Fifteen years later, I have sat with Óscar Pereiro on a bench in Montjuïc. And as we recapture that night in 2007, I ask you:

Do you think you now have what you were looking for then?

I have that and more. I am a commentator and talk show host on radio and television. And I represent brands. For example, I try to ensure that Ecovidrio’s sustainable message gets through.

“I mean, he has it all.”

I am a lucky guy. If I asked an active cyclist what future he wants, he would surely say: ‘something like yours’. This may sound ugly, but it is a very nice thing to continue to be recognized when your sports career is over.

– Is elite sport a trap?

-When you are elite, you do not think that life is much longer. You think you’ll live off the rent and you make a movie that isn’t real: if you have a bunch of friends who don’t do anything, then it’s nice. But in general, people are busy and cannot accompany you. How do you fill your time then?

-I repeat, is being an elite a trap?

– It can confuse you. You put your body at risk, let’s see how Rafael Nadal ends. Martín Fiz also hurts everything. And your life is surreal: you live a meter above the rest, you get invited to restaurants, girls chase you, they give you bicycles, the physio offers you treatments. Upon landing, either you focus or you lose. How do you keep up with that economic pace of life?

-He has seen misfortunes…

–I haven’t seen some of them in years and, when I meet them again, I discover that they are having a hard time finding their place.

–The 2006 Tour, did it change your life?

(Pereiro had been 10th in the Tour in 2004 and 2005 and would also be in 2007; he was a combative and vehement cyclist who defended himself in the mountains and tried his luck in breakaways)

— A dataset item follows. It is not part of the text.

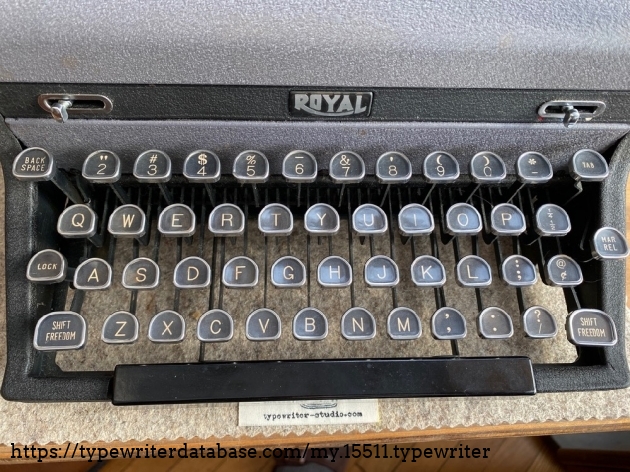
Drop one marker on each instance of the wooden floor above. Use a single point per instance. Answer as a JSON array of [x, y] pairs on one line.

-The delivery of the jersey was my liberation. The pity is that they had given it to me thirteen months after the podium in Paris, and it had been in a cold place, an office of the CSD. And through it had lived an agony. The news danced: they gave it to me, they didn’t give it to me… Landis had hired a sheikh to manipulate evidence. And I trained poorly. Shortly before the 2007 Tour, when the matter had not yet been resolved, Eusebio (Unzué) told me: ‘Either you focus or you don’t go to the Tour’.

And he focused…

–Actually, that process made me better known: it lasted a long time. If I had won the Tour in a conventional way, the pressure would have been different, much greater. I have always been clear that my position was between 5th and 10th. In fact, I never raised false expectations. I knew I would never win it again. So it wasn’t easy for me to train either. If at the age of 28 you win a Tour and you know that you will not improve it, how do you go out on the road afterwards?